At Dissent, Michael Walzer says that Netanyahu is walking with his eyes shut toward disaster. And he has this analysis of the Palestinians. Reads like free association, and that’s interesting.

Palestinian leaders would be happy to accept an Israeli withdrawal from the West Bank, but they are in no way ready to end the conflict; no Palestinian leader has even hinted at a willingness to give up the right of return. None of them are strong enough to do that, but I suspect that none of them want to do that. Their strategic goal is what I am afraid it has always been: the creation of a Palestinian state alongside a Jewish state that they don’t recognize and with which they are not reconciled. But tactically they are newly inventive. They worked backward: their first resort was violence and terror; their last resort is peaceful protest. Had they reversed the order, they would have a state by now. There have been small nonviolent protests in the past, and these protests continue today in villages along the Wall, but they have been and still are marginal to the Palestinian struggle, never endorsed by Fatah or the PLO—and certainly not by Hamas.
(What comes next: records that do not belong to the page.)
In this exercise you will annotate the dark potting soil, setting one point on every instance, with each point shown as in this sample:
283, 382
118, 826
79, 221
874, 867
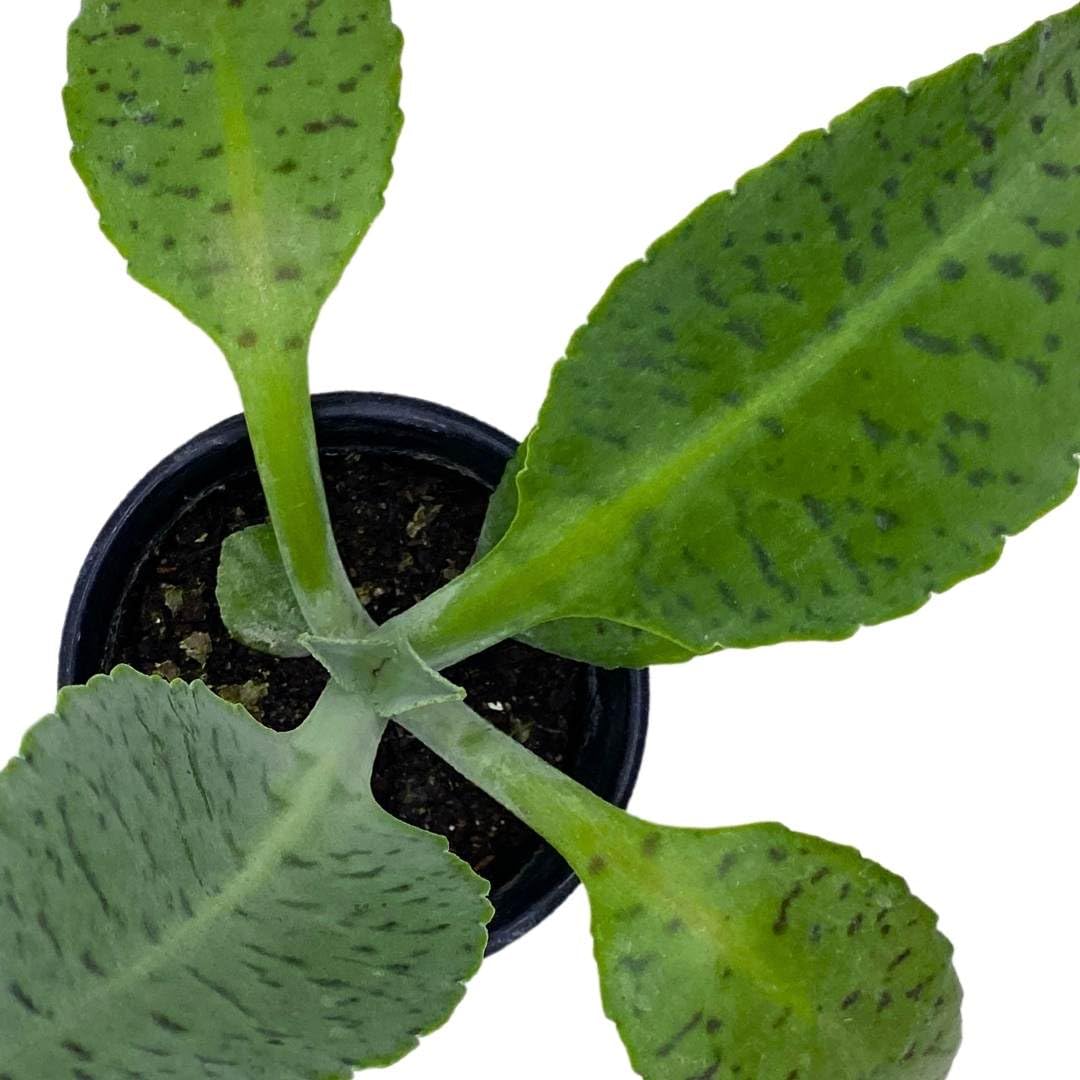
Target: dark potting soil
405, 527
Now Israel faces the prospect of something radically new. How can it resist masses of men and women, children too, just walking across the ceasefire lines?
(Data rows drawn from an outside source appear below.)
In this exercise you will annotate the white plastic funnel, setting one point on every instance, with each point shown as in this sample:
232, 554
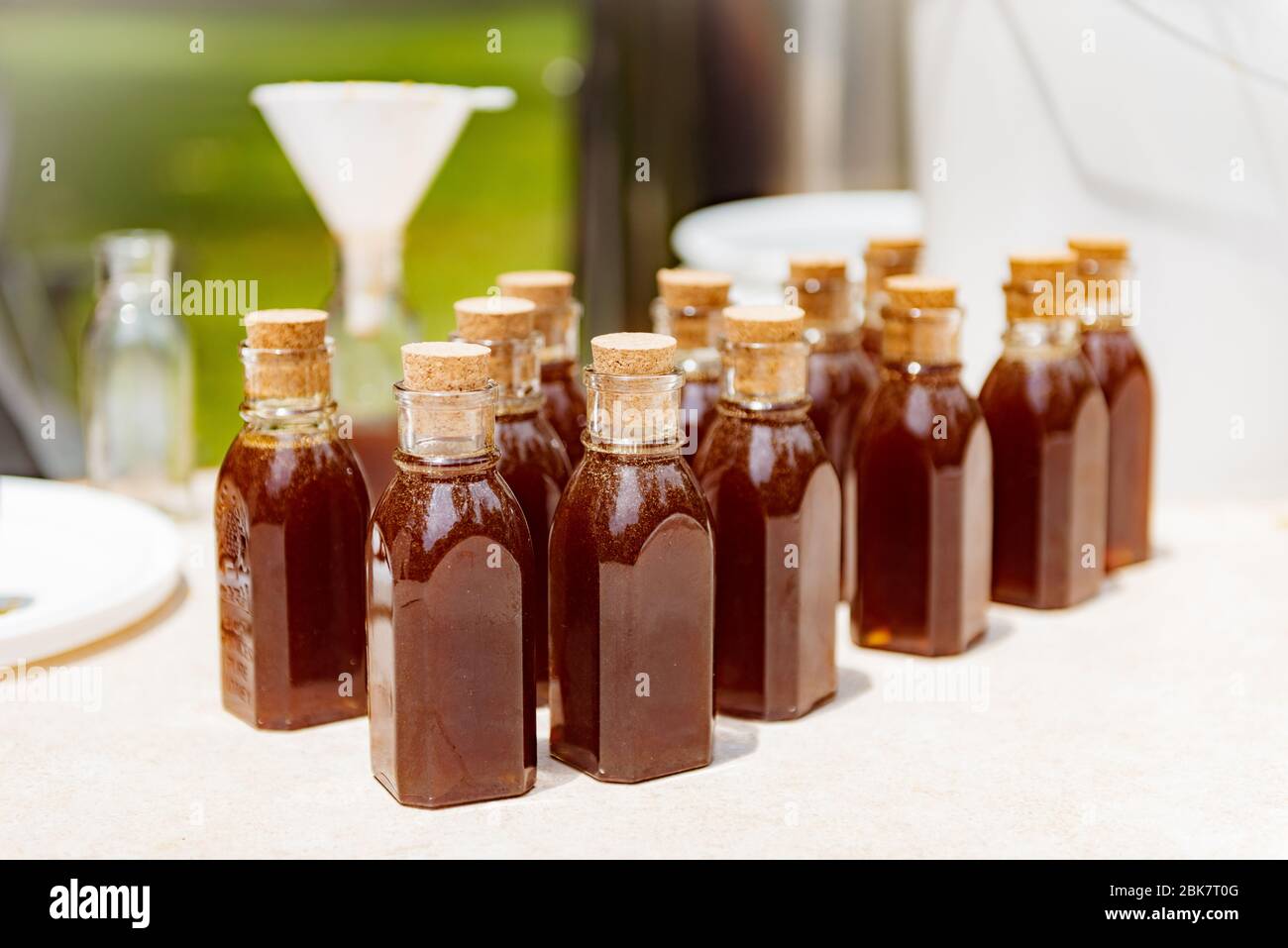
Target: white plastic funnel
366, 153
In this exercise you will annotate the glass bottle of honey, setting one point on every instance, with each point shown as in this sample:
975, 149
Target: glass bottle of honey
1048, 428
631, 579
841, 376
452, 588
885, 257
290, 526
776, 504
925, 492
688, 309
1109, 312
558, 317
533, 462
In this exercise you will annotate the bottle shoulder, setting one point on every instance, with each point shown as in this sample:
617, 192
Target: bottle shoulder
429, 513
614, 504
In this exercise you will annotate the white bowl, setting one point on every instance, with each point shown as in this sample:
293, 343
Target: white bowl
77, 565
752, 239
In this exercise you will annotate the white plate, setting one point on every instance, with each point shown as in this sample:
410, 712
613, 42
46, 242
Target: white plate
81, 563
752, 239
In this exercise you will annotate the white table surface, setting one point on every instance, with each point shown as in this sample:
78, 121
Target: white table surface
1151, 721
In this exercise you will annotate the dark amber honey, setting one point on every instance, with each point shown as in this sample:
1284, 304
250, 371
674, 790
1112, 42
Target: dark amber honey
451, 614
841, 377
565, 404
630, 595
290, 519
452, 595
1048, 427
631, 582
374, 442
1104, 270
290, 511
776, 505
535, 467
923, 473
1125, 381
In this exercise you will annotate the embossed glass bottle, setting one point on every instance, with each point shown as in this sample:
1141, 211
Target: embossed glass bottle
841, 376
533, 462
1048, 428
1109, 344
925, 492
776, 505
631, 579
451, 618
290, 524
885, 257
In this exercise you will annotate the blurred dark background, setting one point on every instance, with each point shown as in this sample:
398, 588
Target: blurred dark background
147, 133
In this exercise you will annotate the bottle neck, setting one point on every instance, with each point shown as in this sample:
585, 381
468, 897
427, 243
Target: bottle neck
764, 376
287, 388
828, 307
634, 414
446, 429
514, 365
697, 338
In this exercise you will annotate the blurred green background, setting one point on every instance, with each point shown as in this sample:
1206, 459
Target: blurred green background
150, 134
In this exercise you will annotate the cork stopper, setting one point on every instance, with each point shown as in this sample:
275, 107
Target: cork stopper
764, 324
286, 329
286, 355
894, 243
697, 288
1046, 265
494, 317
632, 353
546, 288
1100, 247
768, 371
921, 321
816, 266
911, 291
445, 366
Actually, if the Palestinians are smart, as they are these days, they won’t walk across the lines, for that raises the specter of return, and the right of return doesn’t (yet) have sufficient international support. Come September, after the UN recognizes their state, they will march inside the 1967 lines, thousands of them—from Nablus, say, into the nearby settlements and army bases, asserting their own sovereignty and territorial integrity. And what will Israel do then? Many Israeli rightists would, almost certainly, prefer a new terrorist campaign, which would put the Palestinians once again in the wrong. That is certainly possible, but it is, suddenly, less likely than peaceful protest.